Title: Luckiest Girl Alive
Author: Jessica Knoll
Genre: Thriller, Mystery, Contemporary Fiction
Publisher: Simon & Schuster
Release Date: May 12th, 2015
Length: 352 pages/ 11 hours 50 minutes
Source: Borrowed from my library
HER PERFECT LIFE IS A PERFECT LIE.
As a teenager at the prestigious Bradley School, Ani FaNelli endured a shocking, public humiliation that left her desperate to reinvent herself. Now, with a glamorous job, expensive wardrobe, and handsome blue blood fiancé, she’s this close to living the perfect life she’s worked so hard to achieve.
But Ani has a secret.
There’s something else buried in her past that still haunts her, something private and painful that threatens to bubble to the surface and destroy everything.
With a singular voice and twists you won’t see coming, Luckiest Girl Alive explores the unbearable pressure that so many women feel to “have it all” and introduces a heroine whose sharp edges and cutthroat ambition have been protecting a scandalous truth, and a heart that’s bigger than it first appears.
The question remains: will breaking her silence destroy all that she has worked for—or, will it at long last, set Ani free?
Between the synopsis and the blurb on the cover comparing this to a Gillian Flynn novel, I expected some crazy twist. And when you’re about halfway through it, the biggest twist that could happen is pretty evident. Which makes it less of a twist (when you can see it coming). That kept me tense throughout the entire audiobook. But it turns out, that’s not what this book is about. And it speaks highly to Knoll’s skill that, when I figured that out, I wasn’t disappointed at all.
And I can’t actually lay that all on the synopsis and blurb- Knoll drops plenty of hints that Ani/Tiffany may be an unreliable narrator. It’s also pretty heartbreaking to accept that rather than some sociopathic mastermind, she’s just a girl who went through trauma after trauma and dealt with it as best as others would allow her.
When the book starts off, she’s not a likeable character. Some of her fear-based actions are understandable and relatable, but here’s a high-powered, snarky, manipulative woman living a very crafted and artificial life. It’s hard not to revile someone who plays life like a chess game rather than embracing it, even though it’s admirable that anyone could be that controlled, determined, and clear-sighted (and have that much energy- oof!)
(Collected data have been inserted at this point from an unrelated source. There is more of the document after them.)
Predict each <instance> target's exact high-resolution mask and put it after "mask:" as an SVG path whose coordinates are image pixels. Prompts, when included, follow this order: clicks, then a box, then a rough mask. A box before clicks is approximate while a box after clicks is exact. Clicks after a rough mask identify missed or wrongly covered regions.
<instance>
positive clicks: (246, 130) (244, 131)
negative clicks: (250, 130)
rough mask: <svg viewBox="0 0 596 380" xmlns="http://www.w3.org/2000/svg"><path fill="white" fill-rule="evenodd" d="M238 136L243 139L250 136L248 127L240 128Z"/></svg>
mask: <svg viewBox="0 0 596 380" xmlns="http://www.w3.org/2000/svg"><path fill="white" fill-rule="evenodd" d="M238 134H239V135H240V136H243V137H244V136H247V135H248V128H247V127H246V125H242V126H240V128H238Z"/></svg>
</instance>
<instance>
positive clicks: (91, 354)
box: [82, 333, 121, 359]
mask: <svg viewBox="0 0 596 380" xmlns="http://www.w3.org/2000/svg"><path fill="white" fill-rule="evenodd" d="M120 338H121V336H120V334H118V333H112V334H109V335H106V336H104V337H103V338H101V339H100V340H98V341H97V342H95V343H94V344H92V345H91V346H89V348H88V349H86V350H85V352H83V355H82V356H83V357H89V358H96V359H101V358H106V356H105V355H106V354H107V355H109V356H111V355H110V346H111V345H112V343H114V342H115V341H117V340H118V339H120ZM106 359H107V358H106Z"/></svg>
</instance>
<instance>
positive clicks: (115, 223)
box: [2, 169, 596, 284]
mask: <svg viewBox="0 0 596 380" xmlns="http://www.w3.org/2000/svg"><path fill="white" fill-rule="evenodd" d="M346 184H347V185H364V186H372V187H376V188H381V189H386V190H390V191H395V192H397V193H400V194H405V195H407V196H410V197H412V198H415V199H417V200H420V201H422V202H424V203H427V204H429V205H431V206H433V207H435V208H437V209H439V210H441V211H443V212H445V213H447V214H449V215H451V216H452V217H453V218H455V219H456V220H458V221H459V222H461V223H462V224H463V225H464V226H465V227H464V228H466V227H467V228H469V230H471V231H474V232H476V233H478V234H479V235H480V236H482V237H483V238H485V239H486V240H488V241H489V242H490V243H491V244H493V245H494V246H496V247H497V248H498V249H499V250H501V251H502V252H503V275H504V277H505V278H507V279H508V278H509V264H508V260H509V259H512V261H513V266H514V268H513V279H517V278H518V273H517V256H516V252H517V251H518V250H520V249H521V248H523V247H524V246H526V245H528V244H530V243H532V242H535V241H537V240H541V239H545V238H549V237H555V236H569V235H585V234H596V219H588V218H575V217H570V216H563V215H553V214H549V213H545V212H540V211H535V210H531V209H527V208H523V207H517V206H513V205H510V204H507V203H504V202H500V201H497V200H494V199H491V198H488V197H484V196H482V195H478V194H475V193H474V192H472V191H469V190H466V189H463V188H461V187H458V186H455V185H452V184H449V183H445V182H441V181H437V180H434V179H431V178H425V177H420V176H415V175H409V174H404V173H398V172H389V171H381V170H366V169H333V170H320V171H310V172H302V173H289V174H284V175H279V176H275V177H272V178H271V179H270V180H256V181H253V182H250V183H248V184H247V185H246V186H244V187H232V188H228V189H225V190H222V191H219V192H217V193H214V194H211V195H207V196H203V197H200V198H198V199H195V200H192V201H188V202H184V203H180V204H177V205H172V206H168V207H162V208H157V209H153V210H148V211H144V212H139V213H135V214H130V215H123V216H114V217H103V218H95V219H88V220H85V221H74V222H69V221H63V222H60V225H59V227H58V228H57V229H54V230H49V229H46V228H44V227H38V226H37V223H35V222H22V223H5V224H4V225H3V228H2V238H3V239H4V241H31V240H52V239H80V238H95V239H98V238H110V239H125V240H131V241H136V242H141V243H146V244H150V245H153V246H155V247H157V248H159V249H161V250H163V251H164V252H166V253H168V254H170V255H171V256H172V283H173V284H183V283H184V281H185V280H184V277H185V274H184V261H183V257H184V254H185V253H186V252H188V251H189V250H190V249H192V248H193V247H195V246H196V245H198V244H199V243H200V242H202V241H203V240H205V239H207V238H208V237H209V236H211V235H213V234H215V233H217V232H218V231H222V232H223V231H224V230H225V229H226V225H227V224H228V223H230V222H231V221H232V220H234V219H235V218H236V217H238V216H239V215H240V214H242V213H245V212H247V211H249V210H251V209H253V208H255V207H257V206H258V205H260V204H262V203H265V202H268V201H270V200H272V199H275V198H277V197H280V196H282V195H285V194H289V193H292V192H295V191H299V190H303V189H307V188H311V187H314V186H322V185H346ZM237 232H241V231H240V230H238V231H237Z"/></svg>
I don’t doubt that this kind of thing happens every day. Women and men living plastic, high-powered lives that are carefully crafted around a false notion of success that is, inevitably, doomed to fail when the facade cracks. I don’t know NYC, or the Main Line, but the old money/new money socioeconomics behind it is a tale as old as time.
And even though, at points throughout the book, I wanted to scream at every single character except Lolo and Nell, I was fully and constantly engaged in the narrative. The audiobook was well done, with each character’s voice distinctive and rich, and Ani herself at turns frustrating and pitiable (but never pitiful). By the end, though, I actually liked Ani. I liked her ability to adapt, her priorities, her realizations (which never were the false-lightbulb kind, but came about primarily because her own skills at manipulating others allowed her to see deeper motivations). I still think Nell is hero, but she’s also a subtle background role.
It’s rare that I can end up liking a character who embodies things I despise about people in reality, which is why I recommend this book to basically everyone who likes contemporary fiction.